From The Telegraph:
The real-life Swedish murder that inspired Stieg Larsson
Malmskillnadsgatan, Stockholm, used to be where street prostitutes in the capital gathered. The 600m-long road in the city centre was always teeming with drug-addicted women at night, weaving in and out of the traffic, some barely able to stand. This was the street where Catrine da Costa, a 28-year-old prostitute and heroin addict, sold herself. A police mugshot, taken after she was arrested for soliciting, shows a pretty young woman with pale freckled skin and sad eyes. Her light coloured hair is feathery against a thin neck. Da Costa was last seen in Malmskillnadsgatan on June 10 1984. She had previously been married to and had a son with a Portuguese man. Her mother, to whom she was close, raised the alarm after not hearing from her daughter for a few days.

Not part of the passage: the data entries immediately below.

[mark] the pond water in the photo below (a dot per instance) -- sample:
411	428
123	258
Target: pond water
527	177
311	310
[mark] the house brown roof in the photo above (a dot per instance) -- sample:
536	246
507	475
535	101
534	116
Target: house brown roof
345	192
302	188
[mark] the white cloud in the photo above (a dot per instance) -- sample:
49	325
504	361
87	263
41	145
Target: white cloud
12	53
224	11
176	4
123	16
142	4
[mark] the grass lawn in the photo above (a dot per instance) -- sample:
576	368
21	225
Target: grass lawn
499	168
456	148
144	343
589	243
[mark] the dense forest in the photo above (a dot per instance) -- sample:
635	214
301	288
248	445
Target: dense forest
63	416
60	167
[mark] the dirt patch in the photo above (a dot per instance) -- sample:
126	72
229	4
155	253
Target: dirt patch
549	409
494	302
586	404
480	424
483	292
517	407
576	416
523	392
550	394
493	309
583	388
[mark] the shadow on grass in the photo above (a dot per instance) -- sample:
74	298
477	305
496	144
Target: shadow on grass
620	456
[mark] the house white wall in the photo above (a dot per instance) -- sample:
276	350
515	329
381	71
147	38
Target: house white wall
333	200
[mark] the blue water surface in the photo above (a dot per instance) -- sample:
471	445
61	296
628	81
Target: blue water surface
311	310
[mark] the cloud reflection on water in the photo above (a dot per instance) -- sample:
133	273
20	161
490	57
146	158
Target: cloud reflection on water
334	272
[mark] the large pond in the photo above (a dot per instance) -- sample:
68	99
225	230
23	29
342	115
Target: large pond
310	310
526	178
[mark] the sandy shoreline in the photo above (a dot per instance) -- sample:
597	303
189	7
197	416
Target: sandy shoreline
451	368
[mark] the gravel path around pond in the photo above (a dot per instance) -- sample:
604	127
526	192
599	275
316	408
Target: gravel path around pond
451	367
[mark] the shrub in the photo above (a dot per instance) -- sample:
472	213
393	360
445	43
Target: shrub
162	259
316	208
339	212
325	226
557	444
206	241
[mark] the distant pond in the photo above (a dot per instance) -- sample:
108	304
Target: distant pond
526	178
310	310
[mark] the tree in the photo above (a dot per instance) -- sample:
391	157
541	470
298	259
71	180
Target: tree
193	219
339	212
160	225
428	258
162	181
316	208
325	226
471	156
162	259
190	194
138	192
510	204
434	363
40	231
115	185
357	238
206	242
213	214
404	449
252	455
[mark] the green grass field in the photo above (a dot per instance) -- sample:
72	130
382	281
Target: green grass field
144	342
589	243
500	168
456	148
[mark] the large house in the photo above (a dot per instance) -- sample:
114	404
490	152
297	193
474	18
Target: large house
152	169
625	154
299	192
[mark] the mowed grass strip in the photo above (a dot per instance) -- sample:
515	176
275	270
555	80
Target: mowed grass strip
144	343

Five weeks later some of her remains were discovered in a bin bag near Solna, north of Stockholm, and close to the Department of Forensic Medicine at the Karolinska Institute. Almost three weeks later, another bin bag full of da Costa’s body parts was discovered less than a mile away. The head and some internal organs were missing, and have never been found. It is not unusual for street prostitutes to be murdered, but the mutilation made this case different. The case, known in Sweden as styckmordet (the ‘cutting up murder’), gave rise to an almost unprecedented public outrage. It has spawned four books, several television documentaries and countless newspaper and academic articles in Sweden over the years.